Malhação Viva a Diferença
As adolescentes Samantha (Giovanna Grigio) e Lica (Manoela Aliperti) se descobrem bissexuais e têm um romance, com direito a muitos beijos. As meninas são o casal gay com maior número de beijos da dramaturgia brasileira. Elas também fizeram sexo na novelinha.
Segundo Sol
Frequentemente criticado pro aplicar “curas gays” em personagens homossexuais, o autor João Emanuel Carneiro não deixou essa negativa característica de lado em sua mais recente trama: a policial Maura (Nanda Costa) se mostra lésbica convicta, apaixonada por Selma (Carol Fazu). No desenrolar da história, ao engravidar do parceiro de trabalho Ionan (Armando Babaioff) via inseminação artificial, a moça se descobre interessada pelo rapaz e os dois têm um envolvimento.
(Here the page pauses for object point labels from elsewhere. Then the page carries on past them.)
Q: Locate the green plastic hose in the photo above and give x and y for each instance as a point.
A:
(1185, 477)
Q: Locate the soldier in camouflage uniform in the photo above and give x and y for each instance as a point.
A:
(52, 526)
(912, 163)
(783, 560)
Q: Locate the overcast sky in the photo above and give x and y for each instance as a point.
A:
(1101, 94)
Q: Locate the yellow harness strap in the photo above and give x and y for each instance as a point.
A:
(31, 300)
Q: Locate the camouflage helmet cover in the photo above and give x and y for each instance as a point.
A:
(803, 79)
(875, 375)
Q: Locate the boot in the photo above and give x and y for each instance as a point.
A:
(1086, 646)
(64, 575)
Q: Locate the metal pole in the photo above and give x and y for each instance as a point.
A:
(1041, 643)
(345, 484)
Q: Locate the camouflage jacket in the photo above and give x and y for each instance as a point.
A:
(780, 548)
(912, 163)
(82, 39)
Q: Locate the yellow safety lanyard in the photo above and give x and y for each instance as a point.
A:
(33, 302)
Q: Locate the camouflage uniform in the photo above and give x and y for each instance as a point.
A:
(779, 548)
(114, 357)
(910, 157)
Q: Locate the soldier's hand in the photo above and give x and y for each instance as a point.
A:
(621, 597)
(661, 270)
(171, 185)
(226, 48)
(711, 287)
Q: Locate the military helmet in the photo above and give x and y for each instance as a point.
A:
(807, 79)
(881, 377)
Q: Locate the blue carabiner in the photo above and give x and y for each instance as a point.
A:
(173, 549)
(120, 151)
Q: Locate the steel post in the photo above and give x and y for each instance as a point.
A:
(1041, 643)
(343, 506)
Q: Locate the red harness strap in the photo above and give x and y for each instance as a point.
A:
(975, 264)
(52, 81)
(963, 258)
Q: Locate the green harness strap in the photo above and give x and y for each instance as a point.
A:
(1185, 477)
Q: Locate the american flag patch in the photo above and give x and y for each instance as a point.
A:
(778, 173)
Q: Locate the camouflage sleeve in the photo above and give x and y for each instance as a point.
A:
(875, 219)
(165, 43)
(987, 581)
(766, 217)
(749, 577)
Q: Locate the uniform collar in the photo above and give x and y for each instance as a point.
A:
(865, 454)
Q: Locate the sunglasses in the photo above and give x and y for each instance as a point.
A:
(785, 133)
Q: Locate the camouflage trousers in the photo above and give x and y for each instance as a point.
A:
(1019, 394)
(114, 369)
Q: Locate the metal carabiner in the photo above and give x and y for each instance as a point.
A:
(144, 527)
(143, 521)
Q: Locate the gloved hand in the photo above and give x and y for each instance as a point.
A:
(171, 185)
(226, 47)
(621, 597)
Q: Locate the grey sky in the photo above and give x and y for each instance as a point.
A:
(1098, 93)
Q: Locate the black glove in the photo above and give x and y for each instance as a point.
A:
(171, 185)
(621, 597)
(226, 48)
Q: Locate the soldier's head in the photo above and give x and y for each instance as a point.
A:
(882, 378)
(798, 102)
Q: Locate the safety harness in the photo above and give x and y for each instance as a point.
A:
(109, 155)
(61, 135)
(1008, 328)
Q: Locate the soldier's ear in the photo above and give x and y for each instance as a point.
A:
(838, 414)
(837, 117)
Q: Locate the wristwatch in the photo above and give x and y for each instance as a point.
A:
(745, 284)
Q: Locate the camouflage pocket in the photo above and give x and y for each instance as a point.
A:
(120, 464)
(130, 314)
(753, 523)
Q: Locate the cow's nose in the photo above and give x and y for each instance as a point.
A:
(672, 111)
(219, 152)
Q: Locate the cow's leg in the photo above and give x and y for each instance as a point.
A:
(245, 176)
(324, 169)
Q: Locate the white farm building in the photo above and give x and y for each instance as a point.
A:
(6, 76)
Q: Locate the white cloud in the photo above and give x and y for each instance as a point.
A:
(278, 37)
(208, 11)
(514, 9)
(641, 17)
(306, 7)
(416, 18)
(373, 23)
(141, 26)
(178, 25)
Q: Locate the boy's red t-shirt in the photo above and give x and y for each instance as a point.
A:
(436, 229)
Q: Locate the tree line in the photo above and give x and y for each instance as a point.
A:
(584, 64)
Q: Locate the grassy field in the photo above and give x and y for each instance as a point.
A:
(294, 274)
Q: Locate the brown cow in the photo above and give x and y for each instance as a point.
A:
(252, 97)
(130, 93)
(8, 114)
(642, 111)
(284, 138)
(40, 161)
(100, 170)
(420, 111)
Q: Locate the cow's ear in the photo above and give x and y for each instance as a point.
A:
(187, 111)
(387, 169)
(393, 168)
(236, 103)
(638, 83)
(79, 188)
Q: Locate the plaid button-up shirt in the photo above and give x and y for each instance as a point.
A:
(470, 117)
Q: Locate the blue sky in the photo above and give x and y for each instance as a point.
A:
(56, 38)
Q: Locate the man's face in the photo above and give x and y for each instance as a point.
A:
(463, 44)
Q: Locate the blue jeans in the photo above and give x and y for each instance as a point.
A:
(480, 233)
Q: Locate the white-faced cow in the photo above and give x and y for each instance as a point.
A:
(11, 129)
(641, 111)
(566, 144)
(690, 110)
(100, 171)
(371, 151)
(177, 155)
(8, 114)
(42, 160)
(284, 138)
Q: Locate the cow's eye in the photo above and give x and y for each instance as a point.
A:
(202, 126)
No entanto, no final da história, as lésbicas terminam juntas. Teve beijo.
Malhação Vidas Brasileiras
Depois de Samantha e Lica, foi a vez de rolar um beijo entre dois meninos na novelinha. Os sorteados foram Santiago (Giovanni Dalpico) e Michael (Pedro Vinícius).
Orgulho e Paixão
Essa foi uma surpresa. Leve, despretensiosa e colorida, a novela de época falava sobre o amor em suas diferentes formas, com diversos casais que fizeram sucesso. No entanto, na metade da trama, um personagem coadjuvante, Luccino (Juliano Laham), passa pelo processo de autodescoberta da sexualidade. Sua amizade com o militar Otávio (Pedro Henriqeu Müller) se intensifica e os dois percebem-se apaixonados. Sofrem pela irrealização de sua paixão, em plena década de 1910, mas terminam juntos e felizes, com direito a beijo. Foi a primeira trama das 18h a abordar o assunto.
Bom Sucesso
Logo nos primeiros capítulos da atual trama das 19h, um beijo rápido e não anunciado entre Pedro (Rafael Infante) e William (Diego Montez) foi comemorado por internautas.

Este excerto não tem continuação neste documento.